[conspire] Critical browser-cerificate problem

Paul Zander paulz at ieee.org
Thu Mar 31 09:24:16 PDT 2011


Speaking of certificates, the following was sent by the company's IT department.  In addition to the problems in the original posting, certificates can cause false failures.

Java client users may have noticed a security warning when launching the application.  This simply indicates that Oracle’s certificate has expired.  Please check the box that indicates: Always trust applications from Oracle to avoid receiving this warning.

Oracle knows about this problem and has it classified as a class 3 bug.  Class 3 means they don’t think it is very important and given their position on support for the Java client I don’t expect a fix from them anytime soon.  We will continue to monitor their progress and if they do provide a fix, we will install it as soon as possible.




--- On Wed, 3/23/11, Rick Moen <rick at linuxmafia.com> wrote:

From: Rick Moen <rick at linuxmafia.com>
Subject: [conspire] Critical browser-cerificate problem
To: conspire at linuxmafia.com
Date: Wednesday, March 23, 2011, 2:37 PM

Here's a long but fascinating story, the bottom line of which 
is that (1) you need to fix your Web browsers immediately so
they will not blithely accept fraudulent SSL certificates for
important Web sites as valid, and (2) it illustrates why the 
whole 'trust this site certificate because it's signed by the good guys' 
model is snake-oil, and always has been.

(The latter point is not news to those who've been paying attention.
For more, see the relevant chapter in Bruce Schneier's layman-level book
on security, _Beyond Fear_.)

https://blog.torproject.org/category/tags/ssl-tls-ca-tor-certificates-torbrowser

There are Firefox / Seamonkey / etc. updates out.

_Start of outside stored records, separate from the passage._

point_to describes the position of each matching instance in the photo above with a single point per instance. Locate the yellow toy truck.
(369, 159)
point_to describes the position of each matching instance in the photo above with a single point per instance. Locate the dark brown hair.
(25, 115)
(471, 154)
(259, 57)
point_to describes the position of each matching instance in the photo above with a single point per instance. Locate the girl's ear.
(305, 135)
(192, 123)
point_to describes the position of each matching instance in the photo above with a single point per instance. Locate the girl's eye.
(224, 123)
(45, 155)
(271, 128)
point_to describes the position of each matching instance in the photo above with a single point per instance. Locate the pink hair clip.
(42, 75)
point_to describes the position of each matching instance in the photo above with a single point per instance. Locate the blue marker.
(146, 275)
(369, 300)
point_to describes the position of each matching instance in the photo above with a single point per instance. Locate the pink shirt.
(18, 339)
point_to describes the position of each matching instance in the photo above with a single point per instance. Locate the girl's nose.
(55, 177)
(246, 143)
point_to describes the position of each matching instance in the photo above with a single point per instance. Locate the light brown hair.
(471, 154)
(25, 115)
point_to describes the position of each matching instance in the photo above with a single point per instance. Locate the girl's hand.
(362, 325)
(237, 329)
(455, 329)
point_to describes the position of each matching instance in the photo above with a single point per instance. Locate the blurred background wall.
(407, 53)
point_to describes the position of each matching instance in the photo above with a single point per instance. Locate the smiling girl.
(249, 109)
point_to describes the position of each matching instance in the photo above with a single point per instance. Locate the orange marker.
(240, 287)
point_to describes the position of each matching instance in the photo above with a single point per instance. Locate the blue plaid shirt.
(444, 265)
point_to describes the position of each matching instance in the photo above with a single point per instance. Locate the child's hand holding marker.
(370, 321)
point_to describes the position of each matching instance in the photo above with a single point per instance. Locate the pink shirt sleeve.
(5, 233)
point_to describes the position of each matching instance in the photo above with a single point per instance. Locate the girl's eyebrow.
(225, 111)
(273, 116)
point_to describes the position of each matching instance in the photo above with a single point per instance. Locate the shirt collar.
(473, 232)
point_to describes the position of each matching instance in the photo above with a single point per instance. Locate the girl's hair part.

One of the impersonated Web sites is addons.mozilla.org .  Those who
either attended my Firefox talk at SVLUG, or read my article on the
subject, will remember my stressing reasons why you should _avoid_
trusting sites like addons.mozilla.org and always if humanly possible
favour distro-mediated software distribution channels over upstream
sources.  The current security meltdown is yet another example of why.

In general, given that Web browsers are stuck using the 'trust it; it's
signed' crypto model, there needs to be a _lot_ more scrutiny of
certificate authorities whose root keys are bundled into browsers, and
also (as the above page stresses) all browsers should hard-fail on
certificate revocation errors.  Linux distro package maintainers are the
most likely places for this to happen.